The Navy has ousted more than 100 sailors from the service for refusing the COVID-19 vaccine.

According to the service, 118 sailors have been booted from the service, including 96 active duty sailors who were separated with an honorable characterization of service. The Navy also signed off on 22 entry-level separations, meaning the sailors were still completing initial training periods within their first 180 days of active duty at the time of separation.

A total of 5,050 active component and 2,959 Ready Reserve sailors are unvaccinated, according to figures the Navy released Feb. 2. The service has approved 10 permanent medical exemptions, 259 temporary medical exemptions, and 60 administrative exemptions for active duty sailors. Likewise, the Navy has issued 9 temporary medical exemptions and 23 administrative exemptions for Navy Reserve sailors.

No religious accommodation requests have been authorized, although nearly 4,000 sailors submitted such requests.

But, a federal judge in Texas issued a preliminary injunction last month blocking the Navy from penalizing 35 Navy SEALs and other special forces members for rejecting the COVID-19 vaccine on religious grounds.

“The Navy servicemembers in this case seek to vindicate the very freedoms they have sacrificed so much to protect,” U.S. District Judge Reed O’Connor wrote in January. “The COVID-19 pandemic provides the government no license to abrogate those freedoms. There is no COVID-19 exception to the First Amendment. There is no military exclusion from our Constitution.”

The lawsuit has since been amended to include all Navy personnel seeking religious exemptions from the COVID-19 vaccine as part of a class action lawsuit, according to First Liberty Institute, the religious liberty nonprofit that filed the lawsuit.

Vice Adm. William Merz, deputy chief of naval operations for operations, plans and strategy, told reporters on Jan. 26 it’s significantly less expensive to separate a sailor than to conduct a medical evacuation due to a COVID-19 outbreak. There have been no medical evacuations for sailors since the Navy reached 100 percent vaccination among its operational units, Merz said.

Meanwhile, there have been several COVID-19 outbreaks on ships, but those have not seriously impacted operations, given the nature of the omicron variant and that sailors on these ships are vaccinated, Merz said.

Active duty sailors faced a Nov. 28 deadline to become fully vaccinated against COVID-19, while sailors in the Navy Reserve had until Dec. 28 to reach that status.

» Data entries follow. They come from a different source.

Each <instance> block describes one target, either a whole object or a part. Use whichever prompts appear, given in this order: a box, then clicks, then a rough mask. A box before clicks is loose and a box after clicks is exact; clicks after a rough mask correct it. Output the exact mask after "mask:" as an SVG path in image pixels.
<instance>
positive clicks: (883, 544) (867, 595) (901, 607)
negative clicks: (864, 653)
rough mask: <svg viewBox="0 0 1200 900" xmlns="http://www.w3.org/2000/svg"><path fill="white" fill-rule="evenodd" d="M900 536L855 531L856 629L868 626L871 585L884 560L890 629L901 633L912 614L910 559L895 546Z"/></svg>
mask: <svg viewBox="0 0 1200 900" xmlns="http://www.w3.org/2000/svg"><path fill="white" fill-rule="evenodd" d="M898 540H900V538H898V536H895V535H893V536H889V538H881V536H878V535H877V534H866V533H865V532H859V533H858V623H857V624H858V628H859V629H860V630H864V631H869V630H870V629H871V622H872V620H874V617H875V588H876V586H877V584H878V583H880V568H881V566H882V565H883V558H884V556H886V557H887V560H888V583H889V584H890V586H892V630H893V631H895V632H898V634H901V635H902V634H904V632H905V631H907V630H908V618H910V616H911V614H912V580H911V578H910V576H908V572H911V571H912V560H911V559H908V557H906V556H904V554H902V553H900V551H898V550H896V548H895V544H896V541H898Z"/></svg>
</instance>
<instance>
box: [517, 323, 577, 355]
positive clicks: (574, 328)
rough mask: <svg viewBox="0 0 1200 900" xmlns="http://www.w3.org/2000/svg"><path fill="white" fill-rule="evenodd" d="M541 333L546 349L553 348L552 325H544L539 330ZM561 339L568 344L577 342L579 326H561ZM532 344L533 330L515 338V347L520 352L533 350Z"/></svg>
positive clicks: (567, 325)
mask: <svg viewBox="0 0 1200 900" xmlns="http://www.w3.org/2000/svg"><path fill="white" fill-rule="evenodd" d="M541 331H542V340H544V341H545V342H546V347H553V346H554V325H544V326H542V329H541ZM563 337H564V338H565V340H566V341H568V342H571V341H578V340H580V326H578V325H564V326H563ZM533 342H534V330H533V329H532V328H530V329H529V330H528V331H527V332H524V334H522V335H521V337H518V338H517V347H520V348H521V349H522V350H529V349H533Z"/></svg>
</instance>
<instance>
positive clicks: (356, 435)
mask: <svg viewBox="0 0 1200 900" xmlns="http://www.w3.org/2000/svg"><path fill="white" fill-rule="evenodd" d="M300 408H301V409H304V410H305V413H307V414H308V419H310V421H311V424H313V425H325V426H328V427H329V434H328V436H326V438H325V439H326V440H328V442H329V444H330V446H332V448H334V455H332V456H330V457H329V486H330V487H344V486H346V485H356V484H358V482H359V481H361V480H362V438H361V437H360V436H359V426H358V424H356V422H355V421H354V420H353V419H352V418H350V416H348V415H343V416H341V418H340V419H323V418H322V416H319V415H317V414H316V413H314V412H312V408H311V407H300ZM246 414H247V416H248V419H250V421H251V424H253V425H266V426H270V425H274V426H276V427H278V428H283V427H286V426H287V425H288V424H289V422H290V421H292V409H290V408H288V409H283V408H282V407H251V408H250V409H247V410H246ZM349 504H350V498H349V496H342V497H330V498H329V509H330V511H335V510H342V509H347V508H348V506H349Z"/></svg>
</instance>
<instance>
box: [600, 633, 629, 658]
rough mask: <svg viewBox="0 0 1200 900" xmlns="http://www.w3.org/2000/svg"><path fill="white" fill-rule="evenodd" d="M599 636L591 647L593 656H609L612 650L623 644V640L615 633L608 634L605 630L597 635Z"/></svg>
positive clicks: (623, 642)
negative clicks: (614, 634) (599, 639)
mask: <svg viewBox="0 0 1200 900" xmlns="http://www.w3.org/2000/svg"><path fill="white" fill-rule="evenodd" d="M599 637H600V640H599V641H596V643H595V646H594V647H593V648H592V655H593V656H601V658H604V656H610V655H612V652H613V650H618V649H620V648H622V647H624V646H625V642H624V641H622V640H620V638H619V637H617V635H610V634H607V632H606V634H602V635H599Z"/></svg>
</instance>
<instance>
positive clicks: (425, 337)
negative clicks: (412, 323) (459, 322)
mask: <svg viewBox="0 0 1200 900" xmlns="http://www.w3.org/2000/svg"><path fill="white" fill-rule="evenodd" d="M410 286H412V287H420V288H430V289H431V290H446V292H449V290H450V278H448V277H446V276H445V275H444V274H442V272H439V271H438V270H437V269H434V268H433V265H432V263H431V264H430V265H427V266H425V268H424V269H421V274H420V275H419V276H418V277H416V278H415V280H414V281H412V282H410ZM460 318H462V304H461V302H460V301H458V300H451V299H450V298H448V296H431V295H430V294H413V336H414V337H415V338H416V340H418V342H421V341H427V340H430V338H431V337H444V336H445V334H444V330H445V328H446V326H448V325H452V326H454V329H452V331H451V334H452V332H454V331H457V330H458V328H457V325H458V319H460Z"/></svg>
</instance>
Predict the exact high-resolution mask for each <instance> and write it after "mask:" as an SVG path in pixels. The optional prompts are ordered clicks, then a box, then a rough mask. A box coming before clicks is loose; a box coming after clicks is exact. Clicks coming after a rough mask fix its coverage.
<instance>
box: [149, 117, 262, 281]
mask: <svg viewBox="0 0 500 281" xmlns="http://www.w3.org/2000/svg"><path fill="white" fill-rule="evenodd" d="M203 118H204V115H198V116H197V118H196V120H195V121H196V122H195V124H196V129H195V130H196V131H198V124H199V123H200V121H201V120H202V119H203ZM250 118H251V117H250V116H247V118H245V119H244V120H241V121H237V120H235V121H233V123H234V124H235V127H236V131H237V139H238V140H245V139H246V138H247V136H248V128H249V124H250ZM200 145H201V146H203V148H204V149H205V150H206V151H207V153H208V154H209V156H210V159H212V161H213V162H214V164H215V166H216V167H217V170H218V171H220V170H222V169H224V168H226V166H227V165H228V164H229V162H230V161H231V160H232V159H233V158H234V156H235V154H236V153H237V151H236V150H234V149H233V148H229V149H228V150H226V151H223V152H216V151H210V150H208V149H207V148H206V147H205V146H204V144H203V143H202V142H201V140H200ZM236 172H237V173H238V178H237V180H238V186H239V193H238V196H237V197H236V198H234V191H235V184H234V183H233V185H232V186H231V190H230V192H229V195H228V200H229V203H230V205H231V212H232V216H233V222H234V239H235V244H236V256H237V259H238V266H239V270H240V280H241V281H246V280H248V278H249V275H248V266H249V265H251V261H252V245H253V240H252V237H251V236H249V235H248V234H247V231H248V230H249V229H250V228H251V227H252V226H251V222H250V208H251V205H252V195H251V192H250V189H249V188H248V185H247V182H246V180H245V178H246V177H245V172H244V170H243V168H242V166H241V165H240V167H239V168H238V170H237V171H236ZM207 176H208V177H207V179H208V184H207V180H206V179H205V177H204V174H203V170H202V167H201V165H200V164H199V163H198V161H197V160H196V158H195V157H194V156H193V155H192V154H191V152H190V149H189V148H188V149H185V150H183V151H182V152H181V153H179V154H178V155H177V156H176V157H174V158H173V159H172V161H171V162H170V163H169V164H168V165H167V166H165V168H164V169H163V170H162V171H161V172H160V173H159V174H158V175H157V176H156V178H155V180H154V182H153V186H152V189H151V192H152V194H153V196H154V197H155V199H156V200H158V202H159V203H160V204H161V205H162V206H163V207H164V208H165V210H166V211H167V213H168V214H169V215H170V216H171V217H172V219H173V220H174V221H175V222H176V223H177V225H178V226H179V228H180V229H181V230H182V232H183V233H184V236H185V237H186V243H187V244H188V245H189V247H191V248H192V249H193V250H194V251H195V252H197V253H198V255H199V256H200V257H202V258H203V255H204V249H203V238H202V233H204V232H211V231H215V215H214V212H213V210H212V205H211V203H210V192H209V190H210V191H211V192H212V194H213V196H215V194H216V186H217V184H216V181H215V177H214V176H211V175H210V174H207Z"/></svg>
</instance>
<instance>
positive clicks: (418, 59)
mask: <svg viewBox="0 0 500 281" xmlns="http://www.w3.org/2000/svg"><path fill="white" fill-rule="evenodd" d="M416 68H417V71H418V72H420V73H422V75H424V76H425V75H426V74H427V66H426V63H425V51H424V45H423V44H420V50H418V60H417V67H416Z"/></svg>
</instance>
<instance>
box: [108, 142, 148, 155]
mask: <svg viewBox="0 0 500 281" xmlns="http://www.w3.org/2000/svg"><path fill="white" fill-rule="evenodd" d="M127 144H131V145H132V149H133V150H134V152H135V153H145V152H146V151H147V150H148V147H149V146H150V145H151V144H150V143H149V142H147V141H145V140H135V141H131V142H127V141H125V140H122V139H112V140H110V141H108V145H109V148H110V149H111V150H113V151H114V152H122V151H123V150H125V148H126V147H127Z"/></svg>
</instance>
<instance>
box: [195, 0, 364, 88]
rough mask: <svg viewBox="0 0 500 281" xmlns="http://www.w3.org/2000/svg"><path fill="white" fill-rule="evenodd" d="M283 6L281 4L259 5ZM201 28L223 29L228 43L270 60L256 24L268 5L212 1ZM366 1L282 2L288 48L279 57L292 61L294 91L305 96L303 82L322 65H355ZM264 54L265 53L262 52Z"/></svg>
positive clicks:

The Navy first announced in October the formation of the COVID Consolidated Disposition Authority to oversee the separation process for sailors who refused the jab.

The service anticipates the majority of separations will happen by June 1, although some cases are expected to continue past then. Even so, Navy leaders claim they want to retain as many sailors as possible.

“Let me be clear up front: We want every sailor to receive the vaccine and stay Navy,” Rear Adm. James Waters III, director of military personnel, plans and policy, told reporters in December. “And if a sailor gets their shot, we will honor that and make every effort to retain them.”

At least 17 sailors have died due to COVID-19 complications.